Tucker Boner, 27, began streaming Zillow hunts on Twitch nearly three years ago, and has seen a bump in interest since the pandemic. He said the majority of his viewers are young millennials or members of Gen Z, people who may never have the independent means to purchase a home. “This isn’t a 9-to-5-job-and-everyone-gets-a-home kind of economy,” he said.
The sheer absurdity of listings also makes for engaging content. “It’s really fun to have a virtually unending supply of very interesting things to look at,” Mr. Boner said. “There’s always going to be someone with too much money and too much creativity that results in some Frankenstein of a home.”

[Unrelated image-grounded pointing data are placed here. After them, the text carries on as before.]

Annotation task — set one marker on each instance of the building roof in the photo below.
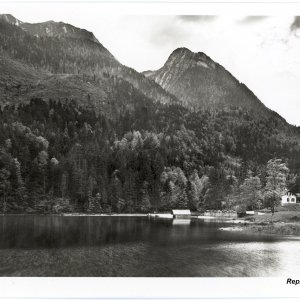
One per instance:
(181, 212)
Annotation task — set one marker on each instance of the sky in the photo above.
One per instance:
(261, 51)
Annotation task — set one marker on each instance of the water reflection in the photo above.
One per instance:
(120, 246)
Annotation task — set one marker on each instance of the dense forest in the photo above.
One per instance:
(80, 132)
(63, 157)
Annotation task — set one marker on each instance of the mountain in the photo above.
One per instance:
(81, 132)
(55, 48)
(199, 82)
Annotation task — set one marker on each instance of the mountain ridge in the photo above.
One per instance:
(197, 80)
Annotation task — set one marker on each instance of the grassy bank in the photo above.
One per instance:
(275, 228)
(283, 222)
(280, 216)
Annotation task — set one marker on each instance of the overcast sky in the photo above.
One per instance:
(263, 52)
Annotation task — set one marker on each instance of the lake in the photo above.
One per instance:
(138, 246)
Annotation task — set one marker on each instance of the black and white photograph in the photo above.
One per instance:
(148, 145)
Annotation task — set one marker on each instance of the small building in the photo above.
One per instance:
(181, 213)
(290, 198)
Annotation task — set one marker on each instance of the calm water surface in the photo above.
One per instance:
(137, 246)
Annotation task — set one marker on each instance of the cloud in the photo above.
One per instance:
(168, 34)
(296, 24)
(196, 18)
(252, 19)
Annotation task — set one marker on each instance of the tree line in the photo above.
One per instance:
(63, 157)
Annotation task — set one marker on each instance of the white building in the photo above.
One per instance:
(289, 198)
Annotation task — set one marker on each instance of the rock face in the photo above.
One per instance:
(198, 81)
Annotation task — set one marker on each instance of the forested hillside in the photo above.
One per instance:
(80, 132)
(152, 156)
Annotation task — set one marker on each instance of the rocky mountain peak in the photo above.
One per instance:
(51, 29)
(10, 19)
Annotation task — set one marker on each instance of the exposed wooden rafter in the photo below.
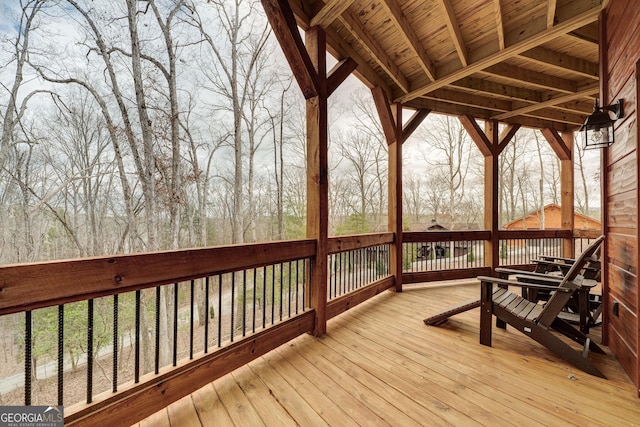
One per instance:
(551, 12)
(406, 31)
(454, 31)
(499, 24)
(536, 40)
(330, 12)
(549, 103)
(533, 62)
(375, 50)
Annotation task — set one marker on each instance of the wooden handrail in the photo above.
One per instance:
(29, 286)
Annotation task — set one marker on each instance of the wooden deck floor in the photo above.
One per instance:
(380, 365)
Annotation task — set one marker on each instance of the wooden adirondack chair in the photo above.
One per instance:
(536, 320)
(583, 308)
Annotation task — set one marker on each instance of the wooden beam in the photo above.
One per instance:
(339, 74)
(481, 114)
(318, 178)
(283, 24)
(561, 62)
(406, 31)
(330, 12)
(551, 12)
(386, 116)
(452, 72)
(477, 135)
(567, 171)
(499, 25)
(549, 103)
(338, 47)
(496, 89)
(558, 145)
(454, 31)
(412, 124)
(506, 135)
(351, 23)
(519, 75)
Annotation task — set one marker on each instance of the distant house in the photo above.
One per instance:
(552, 219)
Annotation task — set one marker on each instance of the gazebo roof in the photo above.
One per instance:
(533, 62)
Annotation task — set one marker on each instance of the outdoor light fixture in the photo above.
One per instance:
(598, 128)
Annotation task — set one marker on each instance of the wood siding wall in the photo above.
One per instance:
(620, 65)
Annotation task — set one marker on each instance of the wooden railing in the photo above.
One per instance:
(448, 255)
(187, 317)
(359, 268)
(255, 299)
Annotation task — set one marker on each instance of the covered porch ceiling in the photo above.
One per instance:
(527, 62)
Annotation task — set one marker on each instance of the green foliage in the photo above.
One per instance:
(503, 250)
(354, 224)
(471, 257)
(295, 227)
(409, 255)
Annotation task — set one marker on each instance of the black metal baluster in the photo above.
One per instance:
(193, 284)
(253, 317)
(114, 386)
(244, 303)
(273, 294)
(206, 315)
(281, 294)
(137, 340)
(220, 310)
(28, 338)
(175, 324)
(157, 338)
(89, 350)
(233, 299)
(264, 296)
(297, 287)
(289, 288)
(60, 354)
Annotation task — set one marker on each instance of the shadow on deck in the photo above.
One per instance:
(380, 365)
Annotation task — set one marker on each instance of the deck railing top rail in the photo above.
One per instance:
(36, 285)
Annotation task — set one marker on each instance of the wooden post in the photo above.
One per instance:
(317, 177)
(395, 197)
(567, 194)
(492, 247)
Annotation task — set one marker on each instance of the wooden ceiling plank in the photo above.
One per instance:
(454, 31)
(557, 143)
(499, 24)
(551, 12)
(337, 47)
(548, 103)
(477, 134)
(535, 40)
(519, 75)
(412, 124)
(330, 12)
(506, 135)
(384, 112)
(285, 28)
(562, 62)
(339, 73)
(352, 24)
(406, 31)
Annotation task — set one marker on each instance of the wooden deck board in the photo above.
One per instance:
(380, 365)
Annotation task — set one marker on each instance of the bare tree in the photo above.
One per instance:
(448, 154)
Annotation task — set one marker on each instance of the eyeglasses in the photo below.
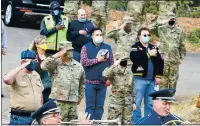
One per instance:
(146, 35)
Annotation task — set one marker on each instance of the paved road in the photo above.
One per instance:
(20, 38)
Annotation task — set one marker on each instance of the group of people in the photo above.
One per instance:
(71, 59)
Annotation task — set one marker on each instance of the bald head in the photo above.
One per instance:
(81, 15)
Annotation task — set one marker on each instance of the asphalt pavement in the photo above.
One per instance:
(20, 37)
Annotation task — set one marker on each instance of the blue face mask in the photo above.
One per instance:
(82, 19)
(145, 39)
(31, 66)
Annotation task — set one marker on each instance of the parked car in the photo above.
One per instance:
(14, 10)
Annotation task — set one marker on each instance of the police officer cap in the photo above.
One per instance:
(165, 95)
(65, 44)
(48, 107)
(28, 54)
(127, 19)
(54, 5)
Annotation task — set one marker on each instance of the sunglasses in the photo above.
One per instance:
(146, 35)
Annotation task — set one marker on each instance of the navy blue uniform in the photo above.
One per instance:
(154, 119)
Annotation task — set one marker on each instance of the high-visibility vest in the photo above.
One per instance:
(62, 34)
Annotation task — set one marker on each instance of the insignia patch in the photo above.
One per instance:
(140, 68)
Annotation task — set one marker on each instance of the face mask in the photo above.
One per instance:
(56, 12)
(98, 39)
(31, 66)
(171, 23)
(127, 28)
(145, 39)
(123, 63)
(69, 54)
(82, 20)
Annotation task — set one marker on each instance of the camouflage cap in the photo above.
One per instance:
(65, 44)
(127, 19)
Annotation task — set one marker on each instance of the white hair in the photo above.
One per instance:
(81, 10)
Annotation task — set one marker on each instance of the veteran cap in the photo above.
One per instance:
(48, 107)
(165, 95)
(65, 44)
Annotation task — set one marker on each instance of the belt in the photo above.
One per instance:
(121, 92)
(20, 112)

Zillow surfing is especially popular among teenagers. A TikTok meme over the summer consisted of users talking about knowing where the bathrooms were in their friend’s or crush’s house before ever visiting it because they had toured all of their classmates’ homes on Zillow. Many young people have extensive lists of saved homes and discuss and share listings with friends.
“We don’t have control over where we live because most of us live in our parents’ home,” Ms. Silva said, “so being able to create this world where I pick where I live and what house I live in regardless of price is fun.”
After Ariel Norling, 29, a designer in Oakland, made a name for herself on Zillow Twitter by identifying unique, enviable listings around the country, she started a weekly house-hunting newsletter on Substack called I Know A Spot. “I’ve always been a Zillow scroller,” she said, “but it’s been a big activity for me as a part of quarantine. I felt like I was running out of things to do, Zillow felt like a different kind of outlet.”
Ali Zaidi, 40, an attorney in Boston, prefers Redfin over Zillow, and has made checking the site part of his morning routine, despite the fact that he has no plans to buy a house. “It’s part of my morning,” he said. “I log into my work email, check different media outlets, then one of the websites I open up is always Redfin.”
He compared the serotonin rush of seeing beautifully staged homes to checking social media and seeing pictures of people’s private lives. “I get the same sort of joy from looking into Redfin as I do on Facebook or Instagram,” he said. “I find it interesting and almost voyeuristic.”
What makes Zillow different from those social networks, though, is the absence of people, the writer Brian Feldman noted in his newsletter, BNet, this summer. “It has no engagement loop, no social interactions, no real network effects to speak of,” he wrote. “It is a giant canvas onto which people project their desires and insecurities, and a constantly evolving document not just of the housing market, but of how people lived.”
Though the site hasn’t delved into social networking yet, many users have begged Zillow to add a comment section where surfers can connect and bond over listings.
“I think for a lot of people, Zillow feels like the opposite of doomscrolling,” Ms. Norling said. “You’re stuck in your apartment, maybe you can’t move, but it’s easy to look at listings and imagine yourself in a different life. And maybe in that life Covid isn’t happening.”